Para ele, a experiência bem-sucedida da Escola Sesc, com investimento focado, educação em horário integral, democrática – por abrigar alunos de vários estados e níveis sociais diferenciados – e com políticas de ensino bem direcionadas, pode ser disseminada. “Mais do que isso, pode ser útil à consolidação da Base Curricular”, concluiu.

Já o professor de matemática da Escola Sesc Charles Soares Pimentel, que falou no painel O Futuro do Ensino da Matemática, afirmou que o seminário foi positivo por permitir refletir sobre novas possibilidades de ensino. Lembro que as avaliações internacionais têm mostrado que os jovens brasileiros enfrentam muitas dificuldades na disciplina. Por isso, em sua avaliação, é animador ver deputados e senadores preocupados com o problema, realizando um evento que, ao mesmo tempo que traz à luz as dificuldades existentes, busca visões que possam contribuir para superar os baixos índices do Brasil hoje.

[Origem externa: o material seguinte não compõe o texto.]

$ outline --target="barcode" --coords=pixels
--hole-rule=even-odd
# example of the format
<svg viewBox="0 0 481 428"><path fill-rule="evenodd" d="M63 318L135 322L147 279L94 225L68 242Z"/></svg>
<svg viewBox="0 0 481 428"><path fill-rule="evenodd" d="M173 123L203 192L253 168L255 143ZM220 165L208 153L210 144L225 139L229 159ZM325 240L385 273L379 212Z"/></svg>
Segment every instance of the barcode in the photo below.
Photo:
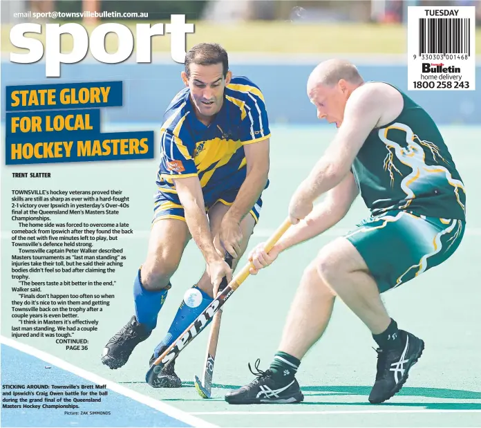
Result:
<svg viewBox="0 0 481 428"><path fill-rule="evenodd" d="M419 56L423 53L471 53L469 18L419 18Z"/></svg>

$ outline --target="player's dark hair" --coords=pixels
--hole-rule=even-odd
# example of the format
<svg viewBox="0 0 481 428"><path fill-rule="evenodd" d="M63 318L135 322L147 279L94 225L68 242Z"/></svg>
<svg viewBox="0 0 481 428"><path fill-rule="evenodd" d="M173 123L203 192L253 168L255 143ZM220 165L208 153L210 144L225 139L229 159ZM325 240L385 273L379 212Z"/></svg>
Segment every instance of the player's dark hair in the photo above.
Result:
<svg viewBox="0 0 481 428"><path fill-rule="evenodd" d="M190 64L211 66L222 63L224 77L229 71L227 53L216 43L199 43L194 46L185 55L185 74L190 77Z"/></svg>

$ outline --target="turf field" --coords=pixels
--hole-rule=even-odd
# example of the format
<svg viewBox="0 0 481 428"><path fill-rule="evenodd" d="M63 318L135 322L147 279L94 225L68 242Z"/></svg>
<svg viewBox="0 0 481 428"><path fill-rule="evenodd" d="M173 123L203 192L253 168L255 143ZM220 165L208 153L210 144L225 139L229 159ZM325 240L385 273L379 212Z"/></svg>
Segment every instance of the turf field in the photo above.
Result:
<svg viewBox="0 0 481 428"><path fill-rule="evenodd" d="M149 125L136 125L135 128L153 129ZM128 127L123 124L121 129L126 130ZM105 127L104 131L108 130ZM249 248L266 239L285 218L290 195L321 156L334 131L334 128L323 126L272 127L271 184L264 193L261 220ZM141 427L172 426L171 420L164 414L167 413L167 409L173 411L174 416L180 415L179 419L190 415L220 427L480 426L481 267L476 243L481 235L481 203L477 198L479 178L476 174L477 155L481 153L481 128L445 127L442 131L467 188L466 232L460 248L446 263L384 296L387 308L400 328L413 332L426 342L424 353L411 371L406 386L384 404L371 405L367 400L375 375L376 353L372 348L375 344L367 328L341 301L335 306L324 337L302 361L298 380L305 396L304 402L234 407L223 399L229 389L254 378L247 369L248 362L253 364L256 358L261 358L261 368L268 367L303 268L324 243L352 227L367 214L361 199L338 225L282 254L268 269L248 278L227 301L212 399L200 398L192 382L194 375L202 375L207 331L177 360L176 371L184 381L182 389L156 390L144 382L152 350L163 337L186 288L202 272L202 257L193 243L187 247L172 279L173 287L159 316L157 330L138 346L122 369L111 371L102 365L100 357L104 344L133 313L132 281L146 254L157 160L111 163L108 169L104 162L91 162L75 167L57 165L49 169L55 174L56 183L66 181L65 185L59 184L59 189L71 189L72 183L78 183L79 189L93 188L96 183L102 183L105 189L123 189L131 197L132 207L121 221L129 221L135 234L131 238L120 238L120 245L124 246L128 256L127 262L112 276L117 281L115 298L109 308L95 315L100 321L99 330L89 335L88 351L68 352L59 345L49 345L41 339L30 339L28 344L68 361L78 368L78 375L84 375L82 371L87 371L142 395L129 400L147 397L174 408L172 411L171 407L159 407L158 418L146 418L143 416L146 411L140 404L131 406L119 398L116 404L109 404L116 416L98 422L104 427L122 426L118 425L124 414L121 409L126 409L126 418L138 415L137 426ZM28 170L45 170L45 167L31 167ZM5 171L10 172L8 168ZM12 186L8 175L11 174L5 174L2 177L4 192ZM23 184L26 187L32 183L26 179ZM10 207L8 203L2 205L5 218ZM10 227L8 222L3 224L3 236ZM7 243L6 239L2 241L3 245ZM6 249L8 251L8 247L4 247L4 252ZM395 249L393 251L395 253ZM2 268L8 269L9 257L4 257L1 263ZM245 263L244 258L240 264ZM3 288L2 292L3 300L11 299L8 290ZM2 335L7 337L10 337L7 330L9 315L6 308L2 315ZM14 352L7 349L7 352ZM3 362L8 366L8 361ZM49 383L50 372L43 365L35 371L35 382ZM4 378L3 381L8 380ZM115 393L124 392L121 388ZM140 401L142 400L142 402L151 404L148 398L142 398ZM57 423L55 426L79 426L70 422L62 425L66 422L60 419L60 413L58 418L51 420ZM71 420L79 423L77 419ZM189 420L185 423L198 425L199 420ZM180 422L178 425L184 426Z"/></svg>

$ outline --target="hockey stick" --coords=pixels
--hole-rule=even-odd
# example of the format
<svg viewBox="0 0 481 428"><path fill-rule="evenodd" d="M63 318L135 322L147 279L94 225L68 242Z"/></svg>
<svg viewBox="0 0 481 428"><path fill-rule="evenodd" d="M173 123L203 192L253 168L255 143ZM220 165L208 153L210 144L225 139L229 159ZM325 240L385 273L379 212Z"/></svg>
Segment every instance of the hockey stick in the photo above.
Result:
<svg viewBox="0 0 481 428"><path fill-rule="evenodd" d="M289 229L291 223L286 219L276 230L274 234L269 239L265 244L265 249L269 252L281 236ZM145 375L145 381L151 387L156 388L157 376L162 369L171 362L180 352L205 328L208 322L216 315L216 313L222 308L231 295L240 286L250 275L249 269L252 263L247 263L231 281L224 290L216 297L212 302L204 310L204 311L196 319L196 320L184 331L184 333L167 348L164 353L152 363L149 371Z"/></svg>
<svg viewBox="0 0 481 428"><path fill-rule="evenodd" d="M225 252L225 261L229 266L232 267L232 256L228 252ZM227 280L225 277L220 286L219 291L223 291L227 286ZM211 327L211 334L209 337L207 344L207 355L205 356L205 363L204 364L204 374L202 382L195 376L194 384L197 389L197 392L202 398L211 398L211 389L212 387L212 375L214 374L214 364L216 361L216 352L217 351L217 344L219 340L219 333L220 331L220 319L222 318L222 308L219 309L214 316L212 326Z"/></svg>

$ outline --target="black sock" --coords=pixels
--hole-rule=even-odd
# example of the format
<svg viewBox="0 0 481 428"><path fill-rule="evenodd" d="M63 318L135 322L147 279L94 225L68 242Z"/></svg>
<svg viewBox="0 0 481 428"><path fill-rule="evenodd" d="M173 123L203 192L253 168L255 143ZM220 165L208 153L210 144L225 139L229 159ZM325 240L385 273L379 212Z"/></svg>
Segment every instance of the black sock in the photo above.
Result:
<svg viewBox="0 0 481 428"><path fill-rule="evenodd" d="M372 337L381 349L400 348L402 345L397 324L392 318L389 326L381 333L372 335Z"/></svg>
<svg viewBox="0 0 481 428"><path fill-rule="evenodd" d="M300 364L301 361L295 357L285 352L278 352L274 355L270 369L274 378L285 382L294 379Z"/></svg>

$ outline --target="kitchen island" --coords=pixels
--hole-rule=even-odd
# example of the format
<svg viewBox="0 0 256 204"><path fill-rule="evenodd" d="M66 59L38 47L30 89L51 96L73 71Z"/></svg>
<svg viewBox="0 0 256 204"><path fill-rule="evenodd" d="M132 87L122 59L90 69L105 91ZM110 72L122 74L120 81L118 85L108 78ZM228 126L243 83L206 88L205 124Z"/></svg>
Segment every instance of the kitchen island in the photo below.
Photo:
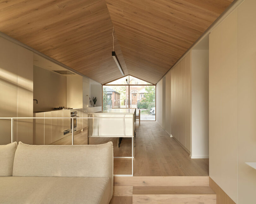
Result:
<svg viewBox="0 0 256 204"><path fill-rule="evenodd" d="M135 128L136 121L136 109L112 109L96 113L89 113L88 120L88 144L89 139L93 137L118 138L131 139L131 156L114 157L114 158L132 159L132 174L133 175L133 159L134 155Z"/></svg>

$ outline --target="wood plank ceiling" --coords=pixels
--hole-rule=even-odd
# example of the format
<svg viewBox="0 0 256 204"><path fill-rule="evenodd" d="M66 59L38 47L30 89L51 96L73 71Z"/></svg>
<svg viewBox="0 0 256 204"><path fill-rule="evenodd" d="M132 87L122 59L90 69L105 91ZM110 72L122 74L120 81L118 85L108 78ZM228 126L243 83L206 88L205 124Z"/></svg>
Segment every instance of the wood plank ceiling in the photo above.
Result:
<svg viewBox="0 0 256 204"><path fill-rule="evenodd" d="M233 0L0 0L0 31L101 83L155 83Z"/></svg>

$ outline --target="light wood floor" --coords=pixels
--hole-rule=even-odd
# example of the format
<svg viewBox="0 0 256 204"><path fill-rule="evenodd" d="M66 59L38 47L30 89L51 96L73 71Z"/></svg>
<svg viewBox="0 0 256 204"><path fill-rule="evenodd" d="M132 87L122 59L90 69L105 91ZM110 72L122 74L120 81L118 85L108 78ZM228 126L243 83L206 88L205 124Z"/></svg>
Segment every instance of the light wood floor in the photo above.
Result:
<svg viewBox="0 0 256 204"><path fill-rule="evenodd" d="M75 133L75 144L87 144L87 129ZM71 137L52 144L71 144ZM90 144L101 144L109 141L113 143L114 156L131 156L130 139L123 139L119 148L117 138L91 138ZM137 124L135 151L134 176L209 175L209 159L191 159L188 153L156 122L141 122L140 126ZM114 159L114 174L131 173L131 159Z"/></svg>

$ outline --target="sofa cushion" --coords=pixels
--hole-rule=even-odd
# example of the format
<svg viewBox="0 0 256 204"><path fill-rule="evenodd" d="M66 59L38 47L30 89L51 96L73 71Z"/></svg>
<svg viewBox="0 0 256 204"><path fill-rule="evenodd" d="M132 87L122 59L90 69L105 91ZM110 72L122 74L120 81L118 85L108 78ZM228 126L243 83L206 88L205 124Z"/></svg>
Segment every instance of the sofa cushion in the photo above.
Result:
<svg viewBox="0 0 256 204"><path fill-rule="evenodd" d="M106 177L113 194L113 144L29 145L19 143L14 176Z"/></svg>
<svg viewBox="0 0 256 204"><path fill-rule="evenodd" d="M0 176L12 175L14 155L17 149L17 142L0 145Z"/></svg>
<svg viewBox="0 0 256 204"><path fill-rule="evenodd" d="M0 203L108 203L108 177L0 177Z"/></svg>

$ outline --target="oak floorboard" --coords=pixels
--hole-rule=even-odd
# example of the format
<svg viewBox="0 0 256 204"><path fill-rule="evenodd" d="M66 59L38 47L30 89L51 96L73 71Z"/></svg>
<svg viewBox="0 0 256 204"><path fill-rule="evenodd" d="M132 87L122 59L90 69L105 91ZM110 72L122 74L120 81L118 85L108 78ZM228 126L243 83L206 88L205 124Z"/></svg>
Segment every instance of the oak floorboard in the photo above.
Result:
<svg viewBox="0 0 256 204"><path fill-rule="evenodd" d="M113 196L109 204L132 204L131 196Z"/></svg>
<svg viewBox="0 0 256 204"><path fill-rule="evenodd" d="M87 129L75 133L75 144L87 144ZM52 144L70 144L71 137L64 138ZM115 156L131 156L131 139L123 139L120 148L117 139L93 138L90 144L112 141ZM186 152L155 122L143 122L137 126L133 159L134 176L208 176L208 159L191 159ZM131 159L114 159L115 174L131 173Z"/></svg>

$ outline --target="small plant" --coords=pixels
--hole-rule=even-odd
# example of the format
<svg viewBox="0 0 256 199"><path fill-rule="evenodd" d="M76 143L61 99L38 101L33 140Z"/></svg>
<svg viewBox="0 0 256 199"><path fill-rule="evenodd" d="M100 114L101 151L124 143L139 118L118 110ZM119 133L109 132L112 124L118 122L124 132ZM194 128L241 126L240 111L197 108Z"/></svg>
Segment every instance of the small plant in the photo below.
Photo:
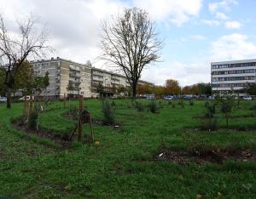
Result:
<svg viewBox="0 0 256 199"><path fill-rule="evenodd" d="M70 106L69 116L72 116L73 120L78 119L79 109L77 106Z"/></svg>
<svg viewBox="0 0 256 199"><path fill-rule="evenodd" d="M111 103L111 106L114 107L115 106L115 102L114 101L112 101Z"/></svg>
<svg viewBox="0 0 256 199"><path fill-rule="evenodd" d="M232 109L235 104L235 99L232 94L225 93L222 96L217 95L217 103L220 105L220 111L226 119L226 126L229 128L229 118L230 117Z"/></svg>
<svg viewBox="0 0 256 199"><path fill-rule="evenodd" d="M250 107L250 110L256 115L256 103Z"/></svg>
<svg viewBox="0 0 256 199"><path fill-rule="evenodd" d="M180 100L178 102L177 102L177 105L181 107L181 108L184 108L185 107L185 103L183 101L183 100Z"/></svg>
<svg viewBox="0 0 256 199"><path fill-rule="evenodd" d="M102 112L104 116L104 124L113 124L115 122L114 111L111 107L108 99L102 100Z"/></svg>
<svg viewBox="0 0 256 199"><path fill-rule="evenodd" d="M193 100L189 100L189 105L194 105L194 101Z"/></svg>
<svg viewBox="0 0 256 199"><path fill-rule="evenodd" d="M158 107L155 100L152 100L151 102L148 105L149 110L152 113L157 113L158 112Z"/></svg>
<svg viewBox="0 0 256 199"><path fill-rule="evenodd" d="M164 105L163 105L163 103L162 103L161 100L159 101L159 107L160 107L160 109L164 108Z"/></svg>
<svg viewBox="0 0 256 199"><path fill-rule="evenodd" d="M201 128L203 130L216 130L217 117L215 117L215 104L206 102L206 113L201 117Z"/></svg>
<svg viewBox="0 0 256 199"><path fill-rule="evenodd" d="M135 100L135 107L138 111L144 111L144 105L137 100Z"/></svg>
<svg viewBox="0 0 256 199"><path fill-rule="evenodd" d="M38 117L39 117L39 113L38 113L38 105L35 104L31 113L28 116L27 128L29 129L32 129L32 130L37 129Z"/></svg>

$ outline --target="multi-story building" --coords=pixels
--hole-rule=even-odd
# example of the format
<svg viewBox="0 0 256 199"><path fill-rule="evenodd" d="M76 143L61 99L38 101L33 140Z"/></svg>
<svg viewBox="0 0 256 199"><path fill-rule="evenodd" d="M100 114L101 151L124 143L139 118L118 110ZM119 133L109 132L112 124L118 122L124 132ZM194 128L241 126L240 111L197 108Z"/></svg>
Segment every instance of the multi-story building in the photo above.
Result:
<svg viewBox="0 0 256 199"><path fill-rule="evenodd" d="M42 94L49 98L63 98L65 94L97 97L96 87L99 84L104 95L113 96L117 94L115 88L130 86L125 76L92 67L90 64L79 64L59 57L31 63L38 76L49 72L49 86ZM139 81L139 83L152 85L145 81Z"/></svg>
<svg viewBox="0 0 256 199"><path fill-rule="evenodd" d="M256 60L211 63L212 91L241 91L256 82Z"/></svg>
<svg viewBox="0 0 256 199"><path fill-rule="evenodd" d="M49 85L43 95L61 98L64 94L83 94L90 97L90 66L57 57L31 62L35 73L49 72Z"/></svg>

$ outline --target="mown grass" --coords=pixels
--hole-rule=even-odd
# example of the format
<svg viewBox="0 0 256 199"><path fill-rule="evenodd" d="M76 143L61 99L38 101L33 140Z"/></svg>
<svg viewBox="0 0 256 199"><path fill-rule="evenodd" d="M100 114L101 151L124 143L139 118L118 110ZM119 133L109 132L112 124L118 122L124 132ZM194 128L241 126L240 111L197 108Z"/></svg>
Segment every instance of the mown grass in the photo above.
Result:
<svg viewBox="0 0 256 199"><path fill-rule="evenodd" d="M100 145L77 144L72 150L55 147L42 139L14 129L11 117L22 114L22 104L11 110L0 105L0 196L32 198L255 198L256 164L228 160L223 164L180 165L154 161L161 147L174 150L197 148L256 148L256 117L242 101L234 110L230 124L218 112L219 130L202 132L198 117L204 102L185 102L183 109L161 101L159 113L151 113L149 101L138 111L130 100L114 100L119 128L94 126ZM112 100L110 100L110 103ZM159 103L159 102L157 102ZM77 101L72 102L78 105ZM102 119L102 102L84 100L96 120ZM63 102L55 102L40 117L40 126L58 135L71 133L75 123L63 118ZM50 111L52 109L52 111ZM238 131L239 126L247 128ZM255 128L254 128L255 129ZM83 128L89 134L88 125ZM219 192L219 193L218 193Z"/></svg>

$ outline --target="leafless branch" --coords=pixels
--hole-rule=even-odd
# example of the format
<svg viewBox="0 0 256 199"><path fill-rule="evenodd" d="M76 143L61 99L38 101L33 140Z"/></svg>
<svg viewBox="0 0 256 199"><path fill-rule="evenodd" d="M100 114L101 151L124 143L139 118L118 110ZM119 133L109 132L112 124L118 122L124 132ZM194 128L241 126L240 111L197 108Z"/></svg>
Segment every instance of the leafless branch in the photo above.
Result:
<svg viewBox="0 0 256 199"><path fill-rule="evenodd" d="M142 9L125 9L121 15L101 24L102 33L100 60L104 60L125 74L133 96L144 67L160 60L162 43L155 25Z"/></svg>

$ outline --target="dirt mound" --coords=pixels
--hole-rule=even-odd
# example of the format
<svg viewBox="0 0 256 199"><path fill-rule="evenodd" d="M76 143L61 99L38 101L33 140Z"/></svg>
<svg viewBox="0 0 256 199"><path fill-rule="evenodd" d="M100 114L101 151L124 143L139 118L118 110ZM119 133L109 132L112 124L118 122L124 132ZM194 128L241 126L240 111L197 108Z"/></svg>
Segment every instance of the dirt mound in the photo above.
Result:
<svg viewBox="0 0 256 199"><path fill-rule="evenodd" d="M240 162L256 161L256 151L239 149L194 151L161 149L154 158L156 160L166 160L176 163L222 163L224 160L236 160Z"/></svg>

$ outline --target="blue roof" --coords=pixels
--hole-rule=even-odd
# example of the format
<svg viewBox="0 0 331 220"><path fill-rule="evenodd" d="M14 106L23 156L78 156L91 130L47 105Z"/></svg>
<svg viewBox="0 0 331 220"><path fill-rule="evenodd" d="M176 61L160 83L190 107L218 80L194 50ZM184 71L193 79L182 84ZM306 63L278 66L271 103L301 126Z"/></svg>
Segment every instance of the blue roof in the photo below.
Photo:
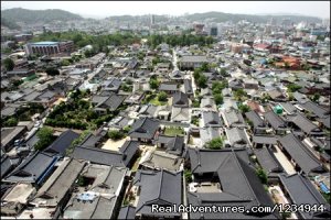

Em sua palestra, Charles ressaltou a questão da formação do professor de matemática, que, a seu ver, na licenciatura não tem sido focada para a educação básica. Fazer essa correção é peça fundamental para que se dê uma reviravolta nessa dificuldade que os jovens têm com a matemática na sala de aula. “O Sesc tem grande preocupação com a formação docente, a forma como vai lidar com o aluno e, por isso, promove experiências entre professores da rede de todo o País.”

Visão britânica

A doutora Sue Pope, diretora associada do Departamento de Desenvolvimento Profissional e Inovação Educacional da Universidade de Manchester, na Inglaterra, trabalha com a análise de currículos em vários países para avaliar o papel do professor no processo de ensino-aprendizagem. “No papel, o currículo (de matemática) do Brasil é maravilhoso. E existem grandes ideias para desenvolver. Mas, infelizmente, há muitas etapas ainda a serem cumpridas até se chegar a um estágio respeitável”, disse.

Fundamentalmente, declarou Sue, é preciso professores capacitados, com formação continuada e avaliação a partir da apresentação de resultados. “Se for assim, todo estudante que deixar a escola estará tecnicamente habilitado e com confiança para competir no mercado de trabalho.”

Já a professora finlandesa Maarit Rossi falou sobre sua experiência à frente da Paths to Math, uma instituição que fundou focada no ensino diferenciado de matemática num país onde o sistema educacional é classificado entre os melhores do mundo. Basicamente, a metodologia de ensino não está centrada no professor, mas no aluno.

“Para chegarmos a essa estratégia revolucionária, procuramos o equilíbrio entre vários métodos de ensino e aprendizagem, buscando essencialmente trazer o mundo real para a sala de aula”, explicou. De acordo com Maarit, aos alunos são oferecidas inúmeras possibilidades de trabalhar com problemas matemáticos em um ambiente de aprendizado moderno e, muito importante, solidário, que lhes permite testar e interpretar soluções.

Outros palestrantes

Também falaram no seminário, coordenado pelo presidente da Frente Parlamentar Mista de Educação, deputado Alex Canziani (PTB-PR), Kátia Stocco Smole, doutora em Educação pela Universidade de São Paulo; Yuan Jin Yun, doutor em Matemática Pura e Aplicada da Universidade do Paraná; e Artur Ávila, pesquisador do Centro Nacional de Pesquisa Científica da França. O evento contou ainda com as presenças do chefe da Assessoria Legislativa da CNC, Roberto Velloso; da presidente da Comissão de Educação, Cultura e Esporte do Senado, senadora Lúcia Vânia (PSB-GO); e do secretário adjunto do Ministério da Educação, Felipe Sartori Sigollo.

BNCC

A Base Nacional Comum Curricular é um documento de caráter normativo que define o conjunto de aprendizagens essenciais a ser desenvolvido ao longo das etapas e modalidades da educação básica. A Base estabelece conhecimentos, competências e habilidades que se espera que todos os estudantes tenham.

Em abril de 2017, o Ministério da Educação entregou a versão final da Base Nacional Comum Curricular ao Conselho Nacional de Educação, que vai elaborar parecer e projeto de resolução. A partir da homologação da BNCC, começa o processo de formação e capacitação dos professores e o apoio aos sistemas de Educação estaduais e municipais para a elaboração e adequação dos currículos escolares.